Use non-traceable 'hot-spots' for all 'Net access, never repeated.
balloon buster
2012-11-29 18:57:32 UTC
Either destroy the computer and replace it on a regular basis or booby trap it so any attempt to hack it or move it improperly destroys it. If you're feeling like an irritable mad bomber, arrange it so it destroys whoever is messing with it.

Thanks for the other ideas. Nothing is perfect but some things can get close.



BTW, this is something I was considering after the Columbine mess. Many of these lone killers at some point try to reach out and get rebuffed. It is not actually possible for them to see a shrink etc in the USA since shrinks are legally bound to report them and have them restrained if they mention such violent tendencies and want to talk about them. The Catholic confessional has a long tradition of keeping its secrets, but there have been violations even of that. And, its dated, doesn't meet modern needs or help non catholics. I was trying to think of a way to create a psychiatric hotline, on line, specifically for those souls who are in that position. Their paranoia prevents them from going to the regular sources for help and would prevent them from using any service that could be hacked or subpoenaed. Yet, if even only 1 in 100 could be helped this way, that's one less massacre we might have to read about.

Feel free to take the idea and run with it. It would be a good thing,although, by its security, it would attract criminals, revolutionaries and terrorist radicals. Every solution to one problem creates new ones.
2012-11-29 16:32:22 UTC
Well frankly if somebody is really determined to break into your email or your computer or your secret porn stash in the basement, they can find a way to do it. As far as computers go, there really is no perfect security.



There is pretty good privacy. That's it's name. It's a public domain open key encryption system. Unless the damn mossad is after you or something it will pretty much protect your secret emails to underage girls, or whatever it is you're up to



Oh right you're already using that. Yeah that's about it. Beyond that I'd say, grow the hell up and stop worrying about stupid crap.
2012-11-29 16:35:46 UTC
first, not many are going to know how to decrypt the message anyway, thats a great start. but may i suggest using a less popular public email account. Hotmail, AIM, Yahoo, etc. And if they were that paranoid about keyloggers and viruses they could try getting seperate computers to send and recieve the encrypted message.
adaviel
2012-11-29 16:48:05 UTC
You regularly upload webcam pictures of birds in your back yard to a photoserver.

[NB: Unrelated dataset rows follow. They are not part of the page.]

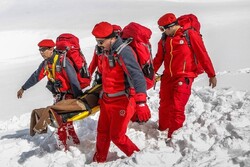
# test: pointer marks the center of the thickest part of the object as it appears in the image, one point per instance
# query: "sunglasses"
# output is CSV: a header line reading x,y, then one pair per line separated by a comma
x,y
43,49
100,41
164,28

Your correspondant randomly but regularly downloads the photos, no more than any other random bird fancier.

On every image, you use steganography to include an encrypted text of the current weather.

When you want to send a secret text, you substitute it for the weather text.
who WAS #1?
2012-11-29 18:32:51 UTC
Adaviel has the best way. However, if someone finds the software in your computer, they can figure out that you are doing it. Doesn't much help though if someone is logging your keystrokes. But that is essentially a virus and that (far as I know) can be detected with something like "spybot search and destroy", which is free. But I am no expert on that part. The picture thing is foolproof, other than that.
Mike S
2012-11-29 16:34:45 UTC
That's kinda an overkill but to make it more secure just send it with a password to be opened by the receiver only.........
mildred f
2012-11-29 17:45:28 UTC
Meet in person and talk. Then no one else will know what this is about. Security is not an issue this way.